I’m not about to argue that there was a golden age – I’m ancient enough to remember that politicians have always (at least for the past 35 years) been accused of only being in politics for what they can get out of it, or being incompetent, or venal, or being liars. But it seems that they’re now incompetent of doing what even they would say they’re there to actually do.

Roughly thirty years ago, Lord Carrington, and his ministerial team, resigned from the Foreign Office over a matter that they themselves were not at fault. Their department was – of that there’s little doubt- but they weren’t personally at fault. They were, however, responsible as ministers for the failing of their department.

That was – I believe – the last time a minister resigned under the convention of individual ministerial responsibility. And yet, there have been departmental failings since then, surely? Dr Liam Fox, when questioned as to what he was going to do over a potential personal scandal, said he was going to do the job he’s paid for. Then bloody do it – represent your department and behave like a minister. and if you can’t, or your department fucks up, resign.

With the exception of David Cameron who does act like a Prime Minister most of the time, the current front bench do not – at least it seems to me – act like ministers. They behave like school prefects. That’s not their bloody job. Their job is not to ‘rule over us’, but to act for the betterment of society, as Parris put it.

The opposition isn’t much better – they’re not holding the government to account, and Ed Miliband’s latest wheeze, of promoting MPs who have been in parliament for less than 18 months to shadow Secretaries of State is, inevitably going to end in tears. Unless you’ve got an incompetent minister, a genuine no-hoper, it’s incredibly unlikely that a newbie can take a front bench minister to the cleaners… but that’s the job, and I suspect the opposition is going to fail at it, and fail badly.
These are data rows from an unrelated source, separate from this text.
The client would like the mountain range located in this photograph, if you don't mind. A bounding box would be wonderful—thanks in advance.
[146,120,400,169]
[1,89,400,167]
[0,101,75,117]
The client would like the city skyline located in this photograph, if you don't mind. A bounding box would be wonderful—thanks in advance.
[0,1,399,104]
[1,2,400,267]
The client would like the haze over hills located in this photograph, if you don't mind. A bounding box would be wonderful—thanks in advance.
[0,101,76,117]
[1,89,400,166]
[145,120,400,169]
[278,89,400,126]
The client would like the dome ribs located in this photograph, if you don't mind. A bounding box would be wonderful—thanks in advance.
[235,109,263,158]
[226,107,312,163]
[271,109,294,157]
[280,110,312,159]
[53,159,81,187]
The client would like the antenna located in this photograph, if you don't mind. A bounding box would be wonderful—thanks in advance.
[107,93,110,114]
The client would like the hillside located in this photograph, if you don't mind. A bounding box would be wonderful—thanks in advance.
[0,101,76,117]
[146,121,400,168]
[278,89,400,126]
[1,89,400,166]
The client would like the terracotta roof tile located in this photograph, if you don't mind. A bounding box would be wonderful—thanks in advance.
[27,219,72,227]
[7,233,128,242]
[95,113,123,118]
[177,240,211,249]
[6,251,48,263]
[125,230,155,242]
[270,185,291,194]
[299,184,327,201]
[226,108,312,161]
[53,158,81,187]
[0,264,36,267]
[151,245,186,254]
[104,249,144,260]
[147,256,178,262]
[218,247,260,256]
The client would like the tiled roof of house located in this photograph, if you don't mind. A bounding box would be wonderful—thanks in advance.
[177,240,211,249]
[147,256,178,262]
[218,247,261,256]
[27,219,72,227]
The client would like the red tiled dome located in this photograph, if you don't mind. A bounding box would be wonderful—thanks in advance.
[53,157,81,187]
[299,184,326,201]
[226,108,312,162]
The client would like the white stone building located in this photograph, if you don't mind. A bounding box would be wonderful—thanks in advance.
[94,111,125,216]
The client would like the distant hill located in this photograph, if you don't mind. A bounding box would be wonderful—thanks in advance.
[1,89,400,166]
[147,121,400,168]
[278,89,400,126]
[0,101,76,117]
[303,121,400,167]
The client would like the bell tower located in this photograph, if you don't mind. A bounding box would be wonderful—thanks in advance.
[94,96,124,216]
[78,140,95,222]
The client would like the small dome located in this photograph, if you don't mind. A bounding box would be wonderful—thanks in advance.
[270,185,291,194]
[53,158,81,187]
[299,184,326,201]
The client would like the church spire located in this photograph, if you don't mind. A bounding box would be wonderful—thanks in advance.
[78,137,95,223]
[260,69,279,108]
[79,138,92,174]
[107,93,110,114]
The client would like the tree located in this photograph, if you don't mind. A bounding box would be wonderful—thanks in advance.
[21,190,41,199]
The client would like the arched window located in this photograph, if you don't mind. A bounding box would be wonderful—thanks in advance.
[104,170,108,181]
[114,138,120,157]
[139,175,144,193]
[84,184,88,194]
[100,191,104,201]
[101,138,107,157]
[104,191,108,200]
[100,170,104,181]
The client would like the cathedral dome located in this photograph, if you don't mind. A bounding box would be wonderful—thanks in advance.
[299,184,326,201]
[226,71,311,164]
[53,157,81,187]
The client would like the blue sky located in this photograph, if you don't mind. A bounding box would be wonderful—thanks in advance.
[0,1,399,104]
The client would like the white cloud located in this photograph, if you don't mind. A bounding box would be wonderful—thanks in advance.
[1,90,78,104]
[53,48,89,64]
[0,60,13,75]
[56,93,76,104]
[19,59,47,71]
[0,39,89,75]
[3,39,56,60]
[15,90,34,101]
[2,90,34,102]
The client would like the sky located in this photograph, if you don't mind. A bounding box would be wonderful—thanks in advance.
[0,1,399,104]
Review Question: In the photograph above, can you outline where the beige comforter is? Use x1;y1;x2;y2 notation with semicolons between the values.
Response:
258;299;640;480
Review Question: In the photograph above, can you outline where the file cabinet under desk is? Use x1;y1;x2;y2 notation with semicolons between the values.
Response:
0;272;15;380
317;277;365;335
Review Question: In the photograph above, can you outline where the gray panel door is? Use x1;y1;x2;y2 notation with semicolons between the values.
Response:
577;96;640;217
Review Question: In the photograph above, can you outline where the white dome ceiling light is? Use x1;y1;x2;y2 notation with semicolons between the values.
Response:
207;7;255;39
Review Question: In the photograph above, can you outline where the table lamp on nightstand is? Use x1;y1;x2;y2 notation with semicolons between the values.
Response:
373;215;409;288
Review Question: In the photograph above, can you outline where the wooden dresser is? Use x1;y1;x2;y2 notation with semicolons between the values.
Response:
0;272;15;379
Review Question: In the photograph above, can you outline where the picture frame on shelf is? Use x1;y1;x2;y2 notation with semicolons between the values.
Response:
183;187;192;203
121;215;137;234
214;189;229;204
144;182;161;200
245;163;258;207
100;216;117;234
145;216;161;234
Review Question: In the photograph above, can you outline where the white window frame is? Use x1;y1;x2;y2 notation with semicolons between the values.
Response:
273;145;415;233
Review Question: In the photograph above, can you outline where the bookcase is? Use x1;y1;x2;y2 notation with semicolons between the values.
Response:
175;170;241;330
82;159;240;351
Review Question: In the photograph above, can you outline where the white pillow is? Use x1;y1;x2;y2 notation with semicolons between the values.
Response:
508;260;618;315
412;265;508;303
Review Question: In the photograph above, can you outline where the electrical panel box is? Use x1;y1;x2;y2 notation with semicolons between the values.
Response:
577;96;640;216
Sure, there will be the occasional success, much as the occasional successful investigative journalism In the media. But neither can be taken (on recent evidence) as typical of the success rate in doing their jobs.

(Of course, newspaper publishers would argue – with some justification – that selling newspapers is their job. But you know what, they’re failing at that as well, bar the occasional success or royal wedding.)

So, if they’re failing, does that mean the public, that vast body of knowledge and expertise, should speak up more? Yeah, it does, even more than they’re already doing – I just wish (in vain, I know) that there was more light than heat in current debate and discussion.

Not everyone who agrees with you is completely right. Not everyone who disagrees with you is completely wrong.

As I said above, to speak up or to stay shtum is not as easy a decision to make as some might think.

So speak or, or stay shtum, it’s your choice – but don’t you dare criticise others who choose differently.

  1. Jenni says:

    Excellent post, really thought provoking.